Czy po to żeby te procesy odwrócić nie jest za późno?
Polak powinien wiedzieć, że nigdy nie jest za późno. U nas mówimy, że niemożliwe nie jest francuskie. Jeśli zapytasz Francuza, dlaczego jego godłem jest kogut, odpowie, bo to jedyne zwierzę, któremu udaje się śpiewać w oborze. Ale prawdą jest, że sytuacja jest dość beznadziejna.
Kto według Pana może wygrać nadchodzące wybory we Francji?
Za wcześnie, żeby to stwierdzić, tyle może się wydarzyć w ciągu dziesięciu miesięcy. Kto wygra wybory prezydenckie, rządzi Francją. Są to wybory w dwóch turach. Aby znaleźć się w drugiej rundzie trzeba zdobyć około 20%. Macron może zrobić tylko jedno: wygrać wybory.

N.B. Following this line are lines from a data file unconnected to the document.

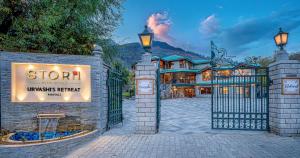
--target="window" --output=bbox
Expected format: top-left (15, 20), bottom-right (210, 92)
top-left (179, 60), bottom-right (185, 68)
top-left (220, 87), bottom-right (229, 94)
top-left (218, 70), bottom-right (232, 76)
top-left (199, 87), bottom-right (211, 94)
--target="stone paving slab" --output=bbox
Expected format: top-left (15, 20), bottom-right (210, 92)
top-left (67, 98), bottom-right (300, 158)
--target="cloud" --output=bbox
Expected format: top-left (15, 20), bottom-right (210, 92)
top-left (199, 14), bottom-right (220, 37)
top-left (147, 12), bottom-right (174, 43)
top-left (214, 10), bottom-right (300, 54)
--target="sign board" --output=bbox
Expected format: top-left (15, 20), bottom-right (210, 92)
top-left (136, 79), bottom-right (154, 95)
top-left (11, 63), bottom-right (91, 102)
top-left (282, 78), bottom-right (300, 95)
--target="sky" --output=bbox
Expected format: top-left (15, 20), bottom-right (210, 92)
top-left (113, 0), bottom-right (300, 58)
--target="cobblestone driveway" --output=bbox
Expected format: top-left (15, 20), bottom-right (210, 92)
top-left (68, 98), bottom-right (300, 158)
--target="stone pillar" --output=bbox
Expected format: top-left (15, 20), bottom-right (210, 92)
top-left (269, 60), bottom-right (300, 136)
top-left (135, 53), bottom-right (157, 134)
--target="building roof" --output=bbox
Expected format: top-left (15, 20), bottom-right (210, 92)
top-left (160, 69), bottom-right (200, 74)
top-left (192, 59), bottom-right (210, 64)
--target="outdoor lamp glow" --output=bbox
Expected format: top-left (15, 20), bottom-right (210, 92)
top-left (139, 25), bottom-right (154, 52)
top-left (274, 28), bottom-right (288, 50)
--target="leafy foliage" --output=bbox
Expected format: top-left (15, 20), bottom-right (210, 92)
top-left (0, 0), bottom-right (122, 55)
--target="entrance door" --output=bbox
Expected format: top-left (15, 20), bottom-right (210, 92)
top-left (211, 68), bottom-right (269, 130)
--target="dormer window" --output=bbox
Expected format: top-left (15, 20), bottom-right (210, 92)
top-left (179, 60), bottom-right (185, 68)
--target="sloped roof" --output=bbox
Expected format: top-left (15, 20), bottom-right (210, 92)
top-left (192, 59), bottom-right (210, 64)
top-left (161, 55), bottom-right (187, 61)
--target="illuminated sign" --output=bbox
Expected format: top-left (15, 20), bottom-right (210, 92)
top-left (136, 79), bottom-right (154, 95)
top-left (11, 63), bottom-right (91, 102)
top-left (282, 78), bottom-right (300, 95)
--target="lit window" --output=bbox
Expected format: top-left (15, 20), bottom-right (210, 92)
top-left (223, 87), bottom-right (229, 94)
top-left (202, 70), bottom-right (211, 81)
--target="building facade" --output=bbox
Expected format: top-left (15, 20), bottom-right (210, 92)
top-left (152, 55), bottom-right (259, 98)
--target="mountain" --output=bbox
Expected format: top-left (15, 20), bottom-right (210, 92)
top-left (118, 41), bottom-right (208, 67)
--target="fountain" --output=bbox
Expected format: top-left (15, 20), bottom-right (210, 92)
top-left (37, 113), bottom-right (65, 140)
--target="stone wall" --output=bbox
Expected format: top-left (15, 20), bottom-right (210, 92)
top-left (269, 60), bottom-right (300, 136)
top-left (0, 49), bottom-right (107, 131)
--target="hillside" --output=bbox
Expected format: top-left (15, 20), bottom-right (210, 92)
top-left (118, 41), bottom-right (207, 67)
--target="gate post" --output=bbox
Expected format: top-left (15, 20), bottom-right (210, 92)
top-left (269, 60), bottom-right (300, 136)
top-left (135, 53), bottom-right (158, 134)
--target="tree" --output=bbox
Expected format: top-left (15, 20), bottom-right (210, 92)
top-left (244, 56), bottom-right (274, 67)
top-left (0, 0), bottom-right (122, 55)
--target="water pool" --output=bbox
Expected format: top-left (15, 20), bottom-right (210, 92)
top-left (9, 130), bottom-right (81, 141)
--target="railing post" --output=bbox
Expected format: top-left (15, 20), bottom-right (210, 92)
top-left (135, 53), bottom-right (158, 134)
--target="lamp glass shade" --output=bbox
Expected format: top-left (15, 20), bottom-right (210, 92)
top-left (281, 33), bottom-right (288, 45)
top-left (274, 28), bottom-right (288, 48)
top-left (140, 34), bottom-right (151, 47)
top-left (275, 34), bottom-right (281, 46)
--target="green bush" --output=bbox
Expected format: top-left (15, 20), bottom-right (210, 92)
top-left (0, 0), bottom-right (122, 55)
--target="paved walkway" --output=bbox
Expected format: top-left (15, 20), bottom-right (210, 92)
top-left (68, 98), bottom-right (300, 158)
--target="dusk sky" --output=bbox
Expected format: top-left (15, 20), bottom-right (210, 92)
top-left (113, 0), bottom-right (300, 58)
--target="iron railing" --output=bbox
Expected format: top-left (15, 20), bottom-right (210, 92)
top-left (211, 68), bottom-right (269, 130)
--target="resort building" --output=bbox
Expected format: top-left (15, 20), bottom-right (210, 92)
top-left (152, 55), bottom-right (259, 98)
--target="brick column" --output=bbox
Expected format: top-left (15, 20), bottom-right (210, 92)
top-left (135, 53), bottom-right (157, 134)
top-left (269, 60), bottom-right (300, 136)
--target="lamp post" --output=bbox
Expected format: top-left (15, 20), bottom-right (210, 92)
top-left (138, 25), bottom-right (154, 62)
top-left (274, 28), bottom-right (289, 61)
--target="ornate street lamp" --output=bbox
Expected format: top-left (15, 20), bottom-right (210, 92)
top-left (274, 28), bottom-right (289, 61)
top-left (139, 25), bottom-right (154, 53)
top-left (274, 28), bottom-right (289, 50)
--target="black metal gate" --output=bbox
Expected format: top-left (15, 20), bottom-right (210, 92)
top-left (156, 63), bottom-right (161, 130)
top-left (211, 68), bottom-right (269, 130)
top-left (107, 67), bottom-right (123, 129)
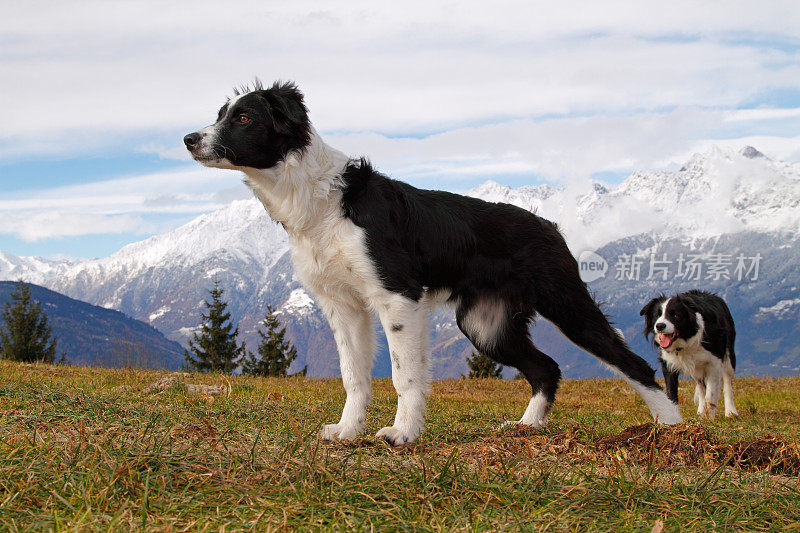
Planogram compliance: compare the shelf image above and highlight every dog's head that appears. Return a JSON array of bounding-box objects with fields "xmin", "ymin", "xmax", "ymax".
[
  {"xmin": 639, "ymin": 294, "xmax": 699, "ymax": 350},
  {"xmin": 183, "ymin": 81, "xmax": 311, "ymax": 169}
]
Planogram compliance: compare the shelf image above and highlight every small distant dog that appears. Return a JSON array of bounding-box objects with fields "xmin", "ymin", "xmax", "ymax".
[
  {"xmin": 184, "ymin": 83, "xmax": 681, "ymax": 445},
  {"xmin": 639, "ymin": 290, "xmax": 739, "ymax": 419}
]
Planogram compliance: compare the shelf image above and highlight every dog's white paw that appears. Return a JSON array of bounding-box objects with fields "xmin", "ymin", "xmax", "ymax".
[
  {"xmin": 319, "ymin": 424, "xmax": 362, "ymax": 440},
  {"xmin": 375, "ymin": 426, "xmax": 419, "ymax": 446}
]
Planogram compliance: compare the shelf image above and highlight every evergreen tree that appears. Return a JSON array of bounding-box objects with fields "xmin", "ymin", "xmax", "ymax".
[
  {"xmin": 467, "ymin": 352, "xmax": 503, "ymax": 378},
  {"xmin": 0, "ymin": 281, "xmax": 57, "ymax": 363},
  {"xmin": 242, "ymin": 306, "xmax": 306, "ymax": 376},
  {"xmin": 184, "ymin": 279, "xmax": 245, "ymax": 374}
]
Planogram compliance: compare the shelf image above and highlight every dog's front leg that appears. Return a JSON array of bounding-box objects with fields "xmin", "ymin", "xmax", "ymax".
[
  {"xmin": 376, "ymin": 295, "xmax": 431, "ymax": 446},
  {"xmin": 320, "ymin": 299, "xmax": 375, "ymax": 440}
]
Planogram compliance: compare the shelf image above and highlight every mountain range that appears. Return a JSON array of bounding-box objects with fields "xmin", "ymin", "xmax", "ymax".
[
  {"xmin": 0, "ymin": 281, "xmax": 184, "ymax": 369},
  {"xmin": 0, "ymin": 147, "xmax": 800, "ymax": 378}
]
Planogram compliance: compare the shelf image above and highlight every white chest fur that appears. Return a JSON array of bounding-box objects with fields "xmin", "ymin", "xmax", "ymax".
[
  {"xmin": 290, "ymin": 217, "xmax": 380, "ymax": 302},
  {"xmin": 661, "ymin": 342, "xmax": 720, "ymax": 381}
]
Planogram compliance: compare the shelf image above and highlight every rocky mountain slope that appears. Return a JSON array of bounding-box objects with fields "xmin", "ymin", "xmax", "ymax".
[{"xmin": 0, "ymin": 281, "xmax": 183, "ymax": 369}]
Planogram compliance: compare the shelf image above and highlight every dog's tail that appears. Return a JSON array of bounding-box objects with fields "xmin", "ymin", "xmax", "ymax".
[{"xmin": 537, "ymin": 270, "xmax": 683, "ymax": 424}]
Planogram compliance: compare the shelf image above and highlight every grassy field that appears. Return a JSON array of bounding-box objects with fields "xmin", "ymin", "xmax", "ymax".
[{"xmin": 0, "ymin": 361, "xmax": 800, "ymax": 531}]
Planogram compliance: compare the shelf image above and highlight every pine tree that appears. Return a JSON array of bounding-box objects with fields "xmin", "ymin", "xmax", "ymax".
[
  {"xmin": 0, "ymin": 281, "xmax": 57, "ymax": 363},
  {"xmin": 467, "ymin": 352, "xmax": 503, "ymax": 378},
  {"xmin": 184, "ymin": 279, "xmax": 245, "ymax": 374},
  {"xmin": 242, "ymin": 306, "xmax": 305, "ymax": 376}
]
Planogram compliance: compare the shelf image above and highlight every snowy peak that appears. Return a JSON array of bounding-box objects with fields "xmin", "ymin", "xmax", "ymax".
[
  {"xmin": 739, "ymin": 146, "xmax": 767, "ymax": 159},
  {"xmin": 101, "ymin": 198, "xmax": 286, "ymax": 267},
  {"xmin": 0, "ymin": 251, "xmax": 79, "ymax": 284}
]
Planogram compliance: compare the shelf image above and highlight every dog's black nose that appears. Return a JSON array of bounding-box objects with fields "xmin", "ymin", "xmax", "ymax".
[{"xmin": 183, "ymin": 132, "xmax": 200, "ymax": 148}]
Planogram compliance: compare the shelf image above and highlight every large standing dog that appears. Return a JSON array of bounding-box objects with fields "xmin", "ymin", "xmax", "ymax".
[
  {"xmin": 639, "ymin": 290, "xmax": 739, "ymax": 419},
  {"xmin": 184, "ymin": 83, "xmax": 681, "ymax": 445}
]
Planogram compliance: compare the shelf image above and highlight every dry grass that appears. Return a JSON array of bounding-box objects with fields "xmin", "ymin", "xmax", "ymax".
[{"xmin": 0, "ymin": 361, "xmax": 800, "ymax": 531}]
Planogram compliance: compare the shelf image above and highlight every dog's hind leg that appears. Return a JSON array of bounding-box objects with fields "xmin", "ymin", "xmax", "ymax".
[
  {"xmin": 456, "ymin": 297, "xmax": 561, "ymax": 428},
  {"xmin": 537, "ymin": 278, "xmax": 683, "ymax": 424},
  {"xmin": 319, "ymin": 298, "xmax": 375, "ymax": 440},
  {"xmin": 376, "ymin": 295, "xmax": 431, "ymax": 446}
]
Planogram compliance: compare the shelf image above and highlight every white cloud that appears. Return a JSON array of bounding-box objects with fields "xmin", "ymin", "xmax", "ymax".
[
  {"xmin": 0, "ymin": 167, "xmax": 252, "ymax": 241},
  {"xmin": 0, "ymin": 210, "xmax": 156, "ymax": 242},
  {"xmin": 0, "ymin": 1, "xmax": 800, "ymax": 155}
]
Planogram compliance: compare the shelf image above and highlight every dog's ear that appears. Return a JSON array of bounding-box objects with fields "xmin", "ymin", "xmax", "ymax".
[
  {"xmin": 678, "ymin": 294, "xmax": 700, "ymax": 312},
  {"xmin": 257, "ymin": 82, "xmax": 308, "ymax": 136},
  {"xmin": 639, "ymin": 297, "xmax": 663, "ymax": 339}
]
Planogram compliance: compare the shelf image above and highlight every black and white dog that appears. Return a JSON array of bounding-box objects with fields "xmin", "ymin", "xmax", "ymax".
[
  {"xmin": 184, "ymin": 83, "xmax": 681, "ymax": 445},
  {"xmin": 639, "ymin": 290, "xmax": 739, "ymax": 419}
]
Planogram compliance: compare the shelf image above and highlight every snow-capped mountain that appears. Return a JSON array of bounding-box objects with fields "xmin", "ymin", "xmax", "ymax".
[{"xmin": 0, "ymin": 147, "xmax": 800, "ymax": 377}]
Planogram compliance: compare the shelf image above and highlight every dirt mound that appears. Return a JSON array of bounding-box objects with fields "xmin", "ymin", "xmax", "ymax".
[
  {"xmin": 595, "ymin": 424, "xmax": 800, "ymax": 476},
  {"xmin": 730, "ymin": 436, "xmax": 800, "ymax": 476}
]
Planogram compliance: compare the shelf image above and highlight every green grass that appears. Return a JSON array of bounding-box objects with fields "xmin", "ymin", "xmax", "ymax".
[{"xmin": 0, "ymin": 361, "xmax": 800, "ymax": 531}]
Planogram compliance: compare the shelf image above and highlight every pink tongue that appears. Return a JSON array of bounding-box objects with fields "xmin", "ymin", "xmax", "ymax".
[{"xmin": 659, "ymin": 333, "xmax": 672, "ymax": 348}]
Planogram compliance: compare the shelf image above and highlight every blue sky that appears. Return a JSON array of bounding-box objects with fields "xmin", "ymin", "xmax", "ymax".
[{"xmin": 0, "ymin": 0, "xmax": 800, "ymax": 257}]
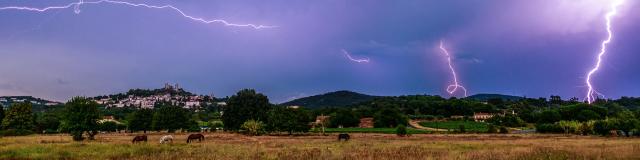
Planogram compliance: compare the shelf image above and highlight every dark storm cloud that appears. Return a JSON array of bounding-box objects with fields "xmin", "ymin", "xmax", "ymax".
[{"xmin": 0, "ymin": 0, "xmax": 640, "ymax": 102}]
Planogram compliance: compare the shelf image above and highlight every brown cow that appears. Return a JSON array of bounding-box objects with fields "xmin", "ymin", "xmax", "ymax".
[
  {"xmin": 338, "ymin": 133, "xmax": 351, "ymax": 141},
  {"xmin": 131, "ymin": 135, "xmax": 147, "ymax": 143},
  {"xmin": 187, "ymin": 133, "xmax": 204, "ymax": 143}
]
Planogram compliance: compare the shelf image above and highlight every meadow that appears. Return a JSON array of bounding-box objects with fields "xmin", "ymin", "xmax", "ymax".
[
  {"xmin": 0, "ymin": 133, "xmax": 640, "ymax": 160},
  {"xmin": 311, "ymin": 128, "xmax": 430, "ymax": 134},
  {"xmin": 420, "ymin": 121, "xmax": 489, "ymax": 132}
]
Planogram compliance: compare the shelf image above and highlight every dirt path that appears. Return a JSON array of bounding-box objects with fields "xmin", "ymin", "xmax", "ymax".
[{"xmin": 409, "ymin": 120, "xmax": 447, "ymax": 132}]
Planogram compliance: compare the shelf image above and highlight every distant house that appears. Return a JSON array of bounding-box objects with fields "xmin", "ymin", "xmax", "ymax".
[
  {"xmin": 473, "ymin": 112, "xmax": 494, "ymax": 122},
  {"xmin": 98, "ymin": 116, "xmax": 122, "ymax": 124},
  {"xmin": 359, "ymin": 118, "xmax": 373, "ymax": 128},
  {"xmin": 449, "ymin": 115, "xmax": 464, "ymax": 119},
  {"xmin": 313, "ymin": 116, "xmax": 331, "ymax": 126}
]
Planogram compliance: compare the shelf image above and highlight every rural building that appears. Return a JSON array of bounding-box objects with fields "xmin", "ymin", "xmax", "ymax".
[{"xmin": 473, "ymin": 112, "xmax": 494, "ymax": 122}]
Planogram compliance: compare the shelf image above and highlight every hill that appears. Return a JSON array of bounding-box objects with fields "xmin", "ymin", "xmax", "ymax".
[
  {"xmin": 282, "ymin": 91, "xmax": 378, "ymax": 108},
  {"xmin": 0, "ymin": 96, "xmax": 63, "ymax": 112},
  {"xmin": 467, "ymin": 94, "xmax": 524, "ymax": 101}
]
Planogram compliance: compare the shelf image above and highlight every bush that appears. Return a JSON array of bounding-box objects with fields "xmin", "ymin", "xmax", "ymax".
[
  {"xmin": 396, "ymin": 124, "xmax": 408, "ymax": 137},
  {"xmin": 98, "ymin": 121, "xmax": 118, "ymax": 132},
  {"xmin": 0, "ymin": 129, "xmax": 33, "ymax": 136},
  {"xmin": 557, "ymin": 121, "xmax": 581, "ymax": 134},
  {"xmin": 240, "ymin": 119, "xmax": 264, "ymax": 136},
  {"xmin": 487, "ymin": 125, "xmax": 498, "ymax": 133},
  {"xmin": 593, "ymin": 120, "xmax": 613, "ymax": 136},
  {"xmin": 500, "ymin": 126, "xmax": 509, "ymax": 134},
  {"xmin": 209, "ymin": 121, "xmax": 224, "ymax": 130},
  {"xmin": 487, "ymin": 114, "xmax": 527, "ymax": 127}
]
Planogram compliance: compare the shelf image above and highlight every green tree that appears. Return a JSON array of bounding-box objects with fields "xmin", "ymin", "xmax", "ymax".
[
  {"xmin": 576, "ymin": 110, "xmax": 601, "ymax": 122},
  {"xmin": 36, "ymin": 112, "xmax": 61, "ymax": 133},
  {"xmin": 63, "ymin": 97, "xmax": 100, "ymax": 141},
  {"xmin": 267, "ymin": 107, "xmax": 311, "ymax": 135},
  {"xmin": 329, "ymin": 109, "xmax": 360, "ymax": 127},
  {"xmin": 99, "ymin": 121, "xmax": 118, "ymax": 132},
  {"xmin": 2, "ymin": 102, "xmax": 34, "ymax": 131},
  {"xmin": 0, "ymin": 104, "xmax": 4, "ymax": 130},
  {"xmin": 222, "ymin": 89, "xmax": 271, "ymax": 131},
  {"xmin": 536, "ymin": 110, "xmax": 562, "ymax": 123},
  {"xmin": 127, "ymin": 109, "xmax": 153, "ymax": 133},
  {"xmin": 615, "ymin": 110, "xmax": 640, "ymax": 137},
  {"xmin": 153, "ymin": 105, "xmax": 191, "ymax": 133},
  {"xmin": 373, "ymin": 108, "xmax": 408, "ymax": 128},
  {"xmin": 487, "ymin": 114, "xmax": 527, "ymax": 127},
  {"xmin": 240, "ymin": 119, "xmax": 265, "ymax": 136},
  {"xmin": 593, "ymin": 119, "xmax": 615, "ymax": 136}
]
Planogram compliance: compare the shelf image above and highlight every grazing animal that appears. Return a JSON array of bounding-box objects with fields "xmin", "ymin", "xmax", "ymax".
[
  {"xmin": 160, "ymin": 135, "xmax": 173, "ymax": 144},
  {"xmin": 131, "ymin": 135, "xmax": 147, "ymax": 143},
  {"xmin": 338, "ymin": 133, "xmax": 351, "ymax": 141},
  {"xmin": 187, "ymin": 133, "xmax": 204, "ymax": 143}
]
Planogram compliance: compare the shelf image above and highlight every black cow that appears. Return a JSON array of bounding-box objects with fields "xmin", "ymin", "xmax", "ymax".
[
  {"xmin": 131, "ymin": 135, "xmax": 147, "ymax": 143},
  {"xmin": 338, "ymin": 133, "xmax": 351, "ymax": 141}
]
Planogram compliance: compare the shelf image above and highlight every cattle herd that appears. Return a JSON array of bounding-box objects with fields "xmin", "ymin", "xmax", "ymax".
[{"xmin": 131, "ymin": 133, "xmax": 351, "ymax": 144}]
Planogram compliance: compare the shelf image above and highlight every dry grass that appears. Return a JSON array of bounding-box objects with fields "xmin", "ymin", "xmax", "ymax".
[{"xmin": 0, "ymin": 133, "xmax": 640, "ymax": 160}]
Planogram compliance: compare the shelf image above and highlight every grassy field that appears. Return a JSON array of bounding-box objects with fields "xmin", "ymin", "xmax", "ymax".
[
  {"xmin": 420, "ymin": 121, "xmax": 489, "ymax": 132},
  {"xmin": 0, "ymin": 133, "xmax": 640, "ymax": 160},
  {"xmin": 311, "ymin": 128, "xmax": 430, "ymax": 134}
]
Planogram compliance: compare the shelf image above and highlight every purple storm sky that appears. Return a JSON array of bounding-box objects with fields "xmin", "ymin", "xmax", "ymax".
[{"xmin": 0, "ymin": 0, "xmax": 640, "ymax": 102}]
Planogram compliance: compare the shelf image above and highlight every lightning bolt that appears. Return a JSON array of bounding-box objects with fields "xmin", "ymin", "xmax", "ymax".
[
  {"xmin": 440, "ymin": 41, "xmax": 467, "ymax": 97},
  {"xmin": 0, "ymin": 0, "xmax": 278, "ymax": 29},
  {"xmin": 341, "ymin": 49, "xmax": 370, "ymax": 63},
  {"xmin": 585, "ymin": 0, "xmax": 624, "ymax": 104}
]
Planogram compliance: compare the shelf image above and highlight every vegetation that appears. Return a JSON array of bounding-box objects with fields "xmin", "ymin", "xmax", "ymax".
[
  {"xmin": 62, "ymin": 97, "xmax": 100, "ymax": 141},
  {"xmin": 128, "ymin": 109, "xmax": 154, "ymax": 133},
  {"xmin": 267, "ymin": 107, "xmax": 312, "ymax": 135},
  {"xmin": 2, "ymin": 103, "xmax": 34, "ymax": 130},
  {"xmin": 153, "ymin": 105, "xmax": 191, "ymax": 133},
  {"xmin": 282, "ymin": 91, "xmax": 377, "ymax": 109},
  {"xmin": 0, "ymin": 134, "xmax": 640, "ymax": 160},
  {"xmin": 311, "ymin": 128, "xmax": 431, "ymax": 134},
  {"xmin": 420, "ymin": 120, "xmax": 489, "ymax": 132},
  {"xmin": 222, "ymin": 89, "xmax": 271, "ymax": 131},
  {"xmin": 329, "ymin": 109, "xmax": 360, "ymax": 128},
  {"xmin": 396, "ymin": 124, "xmax": 409, "ymax": 137},
  {"xmin": 240, "ymin": 119, "xmax": 265, "ymax": 136}
]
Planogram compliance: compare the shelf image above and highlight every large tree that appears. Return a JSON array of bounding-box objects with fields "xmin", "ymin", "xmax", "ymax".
[
  {"xmin": 127, "ymin": 109, "xmax": 153, "ymax": 133},
  {"xmin": 329, "ymin": 109, "xmax": 360, "ymax": 127},
  {"xmin": 267, "ymin": 107, "xmax": 311, "ymax": 135},
  {"xmin": 36, "ymin": 112, "xmax": 60, "ymax": 133},
  {"xmin": 153, "ymin": 105, "xmax": 191, "ymax": 133},
  {"xmin": 63, "ymin": 97, "xmax": 100, "ymax": 141},
  {"xmin": 2, "ymin": 102, "xmax": 34, "ymax": 130},
  {"xmin": 222, "ymin": 89, "xmax": 271, "ymax": 131}
]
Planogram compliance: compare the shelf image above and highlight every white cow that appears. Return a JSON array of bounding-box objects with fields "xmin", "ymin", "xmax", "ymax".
[{"xmin": 160, "ymin": 135, "xmax": 173, "ymax": 144}]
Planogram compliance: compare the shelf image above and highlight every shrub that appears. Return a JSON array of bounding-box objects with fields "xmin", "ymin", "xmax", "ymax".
[
  {"xmin": 487, "ymin": 125, "xmax": 498, "ymax": 133},
  {"xmin": 593, "ymin": 120, "xmax": 613, "ymax": 136},
  {"xmin": 557, "ymin": 121, "xmax": 580, "ymax": 134},
  {"xmin": 396, "ymin": 124, "xmax": 408, "ymax": 137},
  {"xmin": 0, "ymin": 129, "xmax": 33, "ymax": 136},
  {"xmin": 536, "ymin": 123, "xmax": 564, "ymax": 133},
  {"xmin": 98, "ymin": 121, "xmax": 118, "ymax": 132},
  {"xmin": 500, "ymin": 126, "xmax": 509, "ymax": 134},
  {"xmin": 209, "ymin": 121, "xmax": 224, "ymax": 130}
]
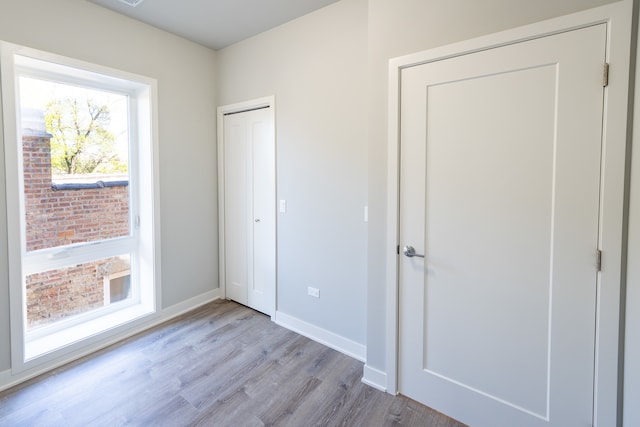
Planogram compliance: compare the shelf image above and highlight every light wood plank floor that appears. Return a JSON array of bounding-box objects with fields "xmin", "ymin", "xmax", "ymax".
[{"xmin": 0, "ymin": 301, "xmax": 462, "ymax": 427}]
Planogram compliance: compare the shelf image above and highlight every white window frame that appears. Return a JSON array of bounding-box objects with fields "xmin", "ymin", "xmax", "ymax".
[{"xmin": 0, "ymin": 42, "xmax": 161, "ymax": 374}]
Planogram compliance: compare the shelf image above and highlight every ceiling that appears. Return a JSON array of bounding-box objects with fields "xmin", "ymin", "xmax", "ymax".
[{"xmin": 89, "ymin": 0, "xmax": 338, "ymax": 50}]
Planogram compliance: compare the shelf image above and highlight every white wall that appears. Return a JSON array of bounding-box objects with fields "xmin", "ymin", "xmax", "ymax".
[
  {"xmin": 367, "ymin": 0, "xmax": 624, "ymax": 378},
  {"xmin": 0, "ymin": 0, "xmax": 218, "ymax": 372},
  {"xmin": 217, "ymin": 0, "xmax": 367, "ymax": 344}
]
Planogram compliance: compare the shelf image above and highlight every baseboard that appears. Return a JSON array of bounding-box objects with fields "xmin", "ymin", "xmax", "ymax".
[
  {"xmin": 275, "ymin": 311, "xmax": 367, "ymax": 362},
  {"xmin": 362, "ymin": 365, "xmax": 387, "ymax": 393},
  {"xmin": 0, "ymin": 288, "xmax": 221, "ymax": 391}
]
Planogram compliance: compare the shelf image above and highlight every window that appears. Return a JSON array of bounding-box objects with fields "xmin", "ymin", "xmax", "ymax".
[{"xmin": 1, "ymin": 44, "xmax": 158, "ymax": 370}]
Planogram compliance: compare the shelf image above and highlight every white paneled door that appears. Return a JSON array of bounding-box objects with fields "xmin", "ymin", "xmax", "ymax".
[
  {"xmin": 398, "ymin": 25, "xmax": 607, "ymax": 427},
  {"xmin": 223, "ymin": 107, "xmax": 276, "ymax": 316}
]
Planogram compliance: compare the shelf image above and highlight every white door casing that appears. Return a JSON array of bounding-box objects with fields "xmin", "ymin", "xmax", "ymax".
[
  {"xmin": 387, "ymin": 2, "xmax": 630, "ymax": 425},
  {"xmin": 219, "ymin": 98, "xmax": 276, "ymax": 316}
]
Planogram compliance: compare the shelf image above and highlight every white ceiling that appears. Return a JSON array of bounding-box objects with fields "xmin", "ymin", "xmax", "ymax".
[{"xmin": 89, "ymin": 0, "xmax": 338, "ymax": 49}]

Jest bardzo dobrym taktykiem wyborczym. I zaaranżował sytuację, w której będzie wielu prawicowych kandydatów, nawet jeśli prawica ma 70%, to nie jest pewne, że prawicowy kandydat wejdzie do drugiej tury. Według sondaży, będzie to Macron przeciwko Le Pen. Ale jeśli lewica się zjednoczy może być druga runda „lewica przeciwko Macronowi” i w takiej sytuacji Macron na pewno wygra.
Ale jeśli do drugiej tury wejdzie z Marine Le Pen lub innym prawicowym kandydatem, są szanse, że prawica wygra.
Dla Polaków Le Pen to trochę zagadka. Z jednej strony konserwatystka, a z drugiej prorosyjska. Pan zna i Francję i Polskę. Co oznaczałoby zwycięstwo Le Pen dla Polski?
Le Pen nie jest konserwatystką, jest patriotką. Partia Le Pen jest jedyną partią we Francji, która popiera Polskę i Węgry w Parlamencie Europejskim. To prawda, że jest blisko z Rosją, podobnie jak Orbán i Salvini. Jeśli dojdzie do władzy, sprzymierzy się z Polską, by przeciwstawić się Niemcom. I sprzymierzy się z Rosją, by przeciwstawić się Turcji ws. Grecji (która kupuje od nas dużo broni), w Afryce Północnej i na Bliskim Wschodzie.